Portal - As pessoas que defendem a revisão da Lei de Anistia argumentam que a tortura, por ser um crime comum e bárbaro, hediondo, como o senhor mesmo colocou, não poderiam ser beneficiados por uma lei de anistia. O que o senhor acha?

Freire - Isso é algo que, teoricamente, se pode construir. Mas, concretamente, a Lei de Anistia no Brasil foi embasada na lógica de que os chamados crimes conexos eram para atender, exatamente, o esquecimento que a palavra anistia significa para eles também. A teoria construída não foi de que eles estariam fora do amparo da lei; ao contrário, eles eram como um reverso do verso que era a anistia para os que haviam combatido a ditadura.

Portal - Mesmo na ilegalidade, o PCB brigou muito pela anistia?

Freire - Eu fui membro, em 1978, da Comissão Mista da Anistia, quando estava no MDB, porque o PCB estava na clandestinidade. Tivemos uma postura muito afirmativa a favor da anistia. Lutávamos para que ela fosse ampla, geral e irrestrita, mas não foi assim num primeiro momento. Ela veio com certas restrições. Por exemplo, aqueles que tinham participado de ações de luta armada que resultou em morte não foram beneficiados no início; esses só vieram a ser anistiados na Assembléia Nacional Constituinte. Havia um artigo que tentamos derrubar, mas perdemos por dois votos - se não me falha a memória. Era a emenda Djalma Marinho, deputado arenista, que acabava com a discriminação. Me lembro que, durante todo o processo de discussão da Lei de Anistia eu percorri presídios pelo país afora, junto com Teotônio Vilela, Marcelo Cerqueira, João Gilberto, Tarcísio Delgado e outros parlamentares da comissão. Travava-se um debate intenso, por exemplo, com aqueles que não iriam ser beneficiados pela anistia restrita, tal como estava sendo proposta pelo projeto de lei.

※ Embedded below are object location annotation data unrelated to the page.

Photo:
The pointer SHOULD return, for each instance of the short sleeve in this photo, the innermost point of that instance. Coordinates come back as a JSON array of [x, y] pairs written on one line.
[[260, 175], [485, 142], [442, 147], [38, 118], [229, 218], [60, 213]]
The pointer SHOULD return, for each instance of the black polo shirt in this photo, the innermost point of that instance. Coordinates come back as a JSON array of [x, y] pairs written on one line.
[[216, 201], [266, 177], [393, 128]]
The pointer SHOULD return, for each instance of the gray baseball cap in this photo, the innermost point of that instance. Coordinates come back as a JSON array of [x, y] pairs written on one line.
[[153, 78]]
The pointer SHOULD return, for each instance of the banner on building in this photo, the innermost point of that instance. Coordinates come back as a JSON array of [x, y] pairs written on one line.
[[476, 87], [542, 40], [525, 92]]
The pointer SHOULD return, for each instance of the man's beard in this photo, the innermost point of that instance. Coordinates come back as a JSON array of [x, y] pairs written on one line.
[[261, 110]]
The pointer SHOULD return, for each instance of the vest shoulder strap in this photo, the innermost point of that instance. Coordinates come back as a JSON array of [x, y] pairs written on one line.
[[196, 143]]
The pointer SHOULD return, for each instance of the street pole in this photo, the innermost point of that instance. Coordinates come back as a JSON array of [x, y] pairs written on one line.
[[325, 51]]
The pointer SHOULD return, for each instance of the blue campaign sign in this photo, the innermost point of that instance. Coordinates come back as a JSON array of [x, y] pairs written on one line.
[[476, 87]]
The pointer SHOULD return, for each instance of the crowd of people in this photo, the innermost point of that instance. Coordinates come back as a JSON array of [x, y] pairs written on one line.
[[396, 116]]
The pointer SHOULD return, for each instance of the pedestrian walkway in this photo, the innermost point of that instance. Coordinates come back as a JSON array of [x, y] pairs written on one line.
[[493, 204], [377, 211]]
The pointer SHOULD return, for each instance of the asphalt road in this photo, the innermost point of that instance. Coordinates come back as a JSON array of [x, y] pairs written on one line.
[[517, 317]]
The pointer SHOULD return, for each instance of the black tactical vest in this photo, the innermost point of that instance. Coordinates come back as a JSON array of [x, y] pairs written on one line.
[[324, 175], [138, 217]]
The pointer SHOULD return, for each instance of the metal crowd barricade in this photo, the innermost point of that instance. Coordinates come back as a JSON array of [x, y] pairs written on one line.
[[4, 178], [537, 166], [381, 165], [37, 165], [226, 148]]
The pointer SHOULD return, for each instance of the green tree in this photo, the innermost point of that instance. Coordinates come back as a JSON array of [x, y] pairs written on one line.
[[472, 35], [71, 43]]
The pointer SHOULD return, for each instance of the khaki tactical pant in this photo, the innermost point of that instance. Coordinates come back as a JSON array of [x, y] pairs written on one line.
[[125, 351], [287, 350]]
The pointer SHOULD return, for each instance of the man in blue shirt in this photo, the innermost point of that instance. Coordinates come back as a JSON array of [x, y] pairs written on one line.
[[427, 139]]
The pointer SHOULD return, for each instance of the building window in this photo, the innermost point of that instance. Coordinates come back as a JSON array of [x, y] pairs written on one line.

Portal - O que vocês diziam a eles?

Freire - Eu dizia que, apesar da discriminação, de a anistia não ser aquela que queríamos que fosse, tínhamos de votar a favor. O PCB percebeu o alcance político da proposta, se posicionou a favor da lei, e eu defendi a posição claramente ? embora não explicitamente em nome do PCB que, reprimido, estava na ilegalidade. Eu dizia que não se podia votar contra uma lei que anistiava Luiz Carlos Prestes, Leonel Brizola, Miguel Arraes, Gregório Bezerra, Francisco Julião e milhares de outros que, com aquela lei se integrariam à luta para torná-la mais ampla. E isso foi o que efetivamente ocorreu, com a conquista da anistia ampla geral e irrestrita a partir da promulgação da Carta Magna de 1988.

Portal - O país perde com uma virtual revisão da Lei da Anistia?

Freire - Não sei se perde; mas não ganha. O esforço que poderia ser feito, e aí ganharíamos todos, deveria ser para conhecer o que se passou. Mas fazer uma revisão da lei agora acabará por gerar uma exacerbação ideológica, inclusive com manifestações de militares, como já está ocorrendo, e significará uma volta a um clima de confronto. Não é necessária a revisão da Lei da Anistia para que a justiça se faça para todos aqueles que foram submetidos a torturas, arbitrariedades e abusos de toda sorte, impostos pelo Estado ditatorial. Essas pessoas podem e devem buscar a reparação pela via legal, no Judiciário.